特養「輪島荘」6月にも再開 要介護者、帰れる場所を

床にひびが入った室内を片付ける猪谷理事長=2日、輪島市光浦町の輪島荘

  ●市立病院でも受け入れ 役割「しっかり果たしたい」 

 能登半島地震で被災し、休業している輪島市光浦町の特別養護老人ホーム「輪島荘」が6月にも再開することが2日、分かった。市内の入所型高齢者施設はいずれも利用できない状況で、再開は初めて。市外に避難した入所者らを受け入れる。避難生活が長引き、被災地で要介護者を十分にケアできる場所の確保が課題となる中、市立輪島病院は4月からベッドの一部を要介護者向けにするなど、関係者が受け皿づくりを急いでいる。

 輪島荘は社会福祉法人「健悠福祉会」が運営する市民だけを対象とした地域密着型の特養で、定員は29人。日本海を見下ろす高台にあり、地震直後から津波を警戒した近隣住民18人が避難していた。

 建物は床や壁にひびが入り、断水が続くほか、浄化槽回りの配管が破断している。敷地内の舗装には段差ができ、アプローチの市道に土砂崩れや小さな陥没がみられる。地震当初は停電しており、入所者は1月11、12日、金沢などの施設に移った。

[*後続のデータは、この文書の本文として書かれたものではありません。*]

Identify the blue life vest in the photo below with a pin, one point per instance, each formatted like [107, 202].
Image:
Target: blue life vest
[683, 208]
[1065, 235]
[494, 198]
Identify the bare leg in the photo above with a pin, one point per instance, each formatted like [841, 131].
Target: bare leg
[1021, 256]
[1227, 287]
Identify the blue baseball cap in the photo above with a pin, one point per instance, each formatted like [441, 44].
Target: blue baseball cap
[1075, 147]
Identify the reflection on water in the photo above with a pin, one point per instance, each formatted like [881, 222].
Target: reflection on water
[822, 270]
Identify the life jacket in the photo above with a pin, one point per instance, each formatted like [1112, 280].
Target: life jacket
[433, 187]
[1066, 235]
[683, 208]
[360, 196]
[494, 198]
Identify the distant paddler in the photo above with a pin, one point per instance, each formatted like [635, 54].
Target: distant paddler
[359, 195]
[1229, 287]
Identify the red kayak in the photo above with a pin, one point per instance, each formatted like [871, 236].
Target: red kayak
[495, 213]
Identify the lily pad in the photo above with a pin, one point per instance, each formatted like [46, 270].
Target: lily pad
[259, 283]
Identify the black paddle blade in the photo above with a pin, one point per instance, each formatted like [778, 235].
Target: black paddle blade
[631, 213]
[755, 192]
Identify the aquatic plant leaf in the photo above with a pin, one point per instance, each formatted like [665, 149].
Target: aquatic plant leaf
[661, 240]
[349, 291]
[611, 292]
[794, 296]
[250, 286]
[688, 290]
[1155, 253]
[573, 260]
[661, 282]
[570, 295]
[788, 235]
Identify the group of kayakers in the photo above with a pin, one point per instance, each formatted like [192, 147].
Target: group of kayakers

 施設は社会福祉施設等災害復旧費の国庫補助金を利用して修繕する方向だが、事務手続きなどに時間が掛かるという。同法人理事長の猪谷圭一郎さん(51)は「気持ち的にはすぐに再開したいが、国の災害査定を待ってからの工事になる。早ければ6月にも再開させたい」と話す。

  ●入所者全員が市外

 市などによると、輪島地区では特別養護老人ホームのほか、介護老人保健施設やグループホームなど高齢者福祉施設が10カ所ある。計409人の定員に対し、1月1日時点で377人の入所者がいたが、全員が市外に避難し、いずれの施設も再開できていない。

 このため、市立輪島病院は来月から一般病床18床を介護医療院に転換し、入院患者が退院した後の受け入れ先を確保する。

 輪島荘の再開方針について、輪島病院の河﨑国幸事務部長は、介護を受けられていない被災者の受け皿が増えるとして歓迎。さらに他の施設にも再開の動きが広がれば、「被災者のいる市外の福祉施設の疲弊も軽減され、病院にとっても元の一般病床に戻せる」と指摘する。

 輪島荘では要介護度の高い低い問わず幅広く市民を受け入れる。猪谷さんは「誰かがやらなければ市民が輪島に帰ってこられない。社会福祉法人としての役割をしっかり果たしたい」と話した。